Personal tools
University Computing Service

Wireless networking

Configuring eduroam - Windows 7

These instructions are for configuring wireless access to eduroam on Windows 7 using the built-in wireless networking configuration utility.

Configuration Steps

Make sure that you have your credentials (eduroam identifier and Network access token (username and password)) from the UCS Tokens service.

NOTE: Before you begin the steps below, you must be connected to the network fully (on Lapwing/Raven or an office or home connection) and browse to the UCS Tokens service page using Internet Explorer 6 or above (if you use a third-party browser such as Firefox or Google Chrome, this will not work). This causes your browser your to automatically retrieve some information required in the certificate authority step below.

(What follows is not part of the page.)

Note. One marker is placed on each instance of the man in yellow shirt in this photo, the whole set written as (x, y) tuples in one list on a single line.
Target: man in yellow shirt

  1. Go to Start, then Control Panel, then Network and Internet, then Network and Sharing Center
  2. From the list of tasks select Setup a new connection or network.
    Network status and tasks
  3. When asked to choose a new connection option select Manually connect to a wireless network
    Manual setup
  4. You will then be asked for information about the wireless network.
    Wireless Network Connection information box
    • In the Network name box, type eduroam (note the lower-case 'e').
    • From the drop-down lists:
      • For Security type choose WPA2-Enterprise (or WPA-Enterprise if your wireless card doesn't support WPA2)
      • For Encryption type choose AES (or TKIP if your wireless card doesn't support AES)
    Select Next. You should now be told that eduroam has been successfully added. Select Change connection settings.
    Changing connection settings
    This will bring up the network wireless connection properties.
  5. On the Connection tab uncheck Connect to a more preferred network if available The result should look like:-
    Untick preferred network
  6. Select the Security tab.
    Security tab settings
    • From the drop-down list for Choose a network authentication method choose Protected EAP (PEAP)
    • Select Settings…
  7. Complete the settings in this dialogue box as shown:
    Protected EAP (PEAP) Properties dialogue box AddTrust
    • Make sure Validate server certificate is ticked.
    • Tick Connect to these servers, making the text field below available…
    • …in this box, enter network.tokens.csx.cam.ac.uk.
    • From the list of Trusted Root Certification Authorities find AddTrust External CA Root and tick the box next to it; If AddTrust External CA Root is not in the list of Trusted Root Certification Authorities then see the step at the top of this page
    • Tick the box next to Do not prompt user to authorize new servers or trusted certification authorities
    • Tick the box for Enable Identity Privacy.
  8. The drop-down list under Select Authentication Method should already have Secured password (EAP-MSCHAP v2) selected - select the Configure… button next to it to open the EAP MSCHAPv2 Properties dialogue box:
    EAP MSCHAPv2 Properties
  9. Untick the box next to Automatically use my Windows logon name and password (and domain if any) then select OK, then select OK to close the Protected EAP Properties dialogue box
  10. Now, from the Security tab select Advanced settings
    user authentication setting required
  11. Check that you have the 802.1X settings tab and, from the pull-down menu select User authentication then select OK
  12. Now Select the 802.11 settings tab. Check that Enable Pairwise Master Key (PMK) caching is not ticked.
  13. Select OK to close all the various dialogue boxes
  14. Select Close to close the "Manually connect to a wireless network" box.
  15. After a short period of time, your computer should detect the eduroam wireless network and display a balloon, telling you Additional information is needed to connect eduroam.
    Additional details required balloon
  16. Click in the balloon and a dialogue box will appear, prompting you for your credentials.
  17. Complete the dialogue box using the Network Authentication credentials given on the UCS Tokens service:
    Credentials
    • Your User name will be the eduroam identifier shown (typically your CRSid followed by @cam.ac.uk).
    • Your Password will be the Network access token shown.
  18. Select OK.

If you get an error saying that authentication has failed, double-check the above steps. In particular check that you have typed network.tokens.csx.cam.ac.uk and not network-tokens.csx.cam.ac.uk (i.e. a full stop not a hyphen). If you are still unable to connect contact the Help Desk for assistance.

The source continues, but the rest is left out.